In yesterday's post, I made a brief mention of sink salad, and thought I'd unpack that a little.  In our reptile house, we basically had three dietary groups - the bug eaters, the meat and fish eaters, and the salad eaters.  While the first two groups were broken down further on the basis of size (fruit flies vs crickets, pinkies vs mice vs rats, etc), the salad eaters all got our standard salad.  For purposes of ease, we'd make it up in one large batch, mixed up in, you guessed it, a (clean, empty) sink.

Several greens would be chopped up as the base - we usually went for a mix of lettuce (romaine, red leaf, green leaf - never iceberg) and darker greens, such as collards.  Then, the veggies, mostly of the root variety - carrot, yellow squash, zucchini.  Sometimes there would be added seasonal vegetables as well.  Everything was chopped roughly and mixed up, then doled out into individual serving sizes.

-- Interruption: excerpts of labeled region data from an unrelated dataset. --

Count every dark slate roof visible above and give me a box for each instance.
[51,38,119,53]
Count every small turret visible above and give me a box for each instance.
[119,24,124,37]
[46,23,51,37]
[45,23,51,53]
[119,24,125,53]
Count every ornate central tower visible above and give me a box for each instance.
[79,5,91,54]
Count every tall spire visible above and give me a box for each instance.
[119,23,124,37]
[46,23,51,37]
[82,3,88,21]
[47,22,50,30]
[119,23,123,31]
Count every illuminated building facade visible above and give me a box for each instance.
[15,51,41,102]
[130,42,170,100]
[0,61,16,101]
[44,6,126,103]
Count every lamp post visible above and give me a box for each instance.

The salad was largely the same, but the eaters (and the sizes of their mouths) were not.  For the big kahunas, like the Galapagos tortoises and the blue iguanas, you barely needed to do anything else - they were big enough to eat it as it was.  For the tiny guys, such as the shield-tailed agamas, you had to take their share and dice it fine, as you'd expect for a lizard with a head the size of your thumbnail.  The smaller the portion, the more important it also was to make sure they got a representative sample of the salad - not just a chunk of carrot.

Some species would get some fruit, like apple or banana, mixed in.  Others wouldn't.  Fruit is very watery and for species that aren't used to it, it can cause diarrhea.  And you couldn't put too much in either - otherwise the animals would scarf the yummy fruit portion down and ignore the part that was, you know, healthy.  Other animals might get some meal worms, or even some diced rodent, sprinkled across the dish.  Then, a dusting of vitamin and mineral powder over the mix, served out in trays or bowls.  When we'd put the bowls in enclosures with multiple animals, we'd often pick the critters up and put them at the edge of the tray.  That way, everyone knew it was feeding time and no one missed out.  Then, we'd wait a second or two to make sure everyone actually was eating.  Not showing interest in food might just mean the animal wasn't hungry - or it might be a sign that something was wrong.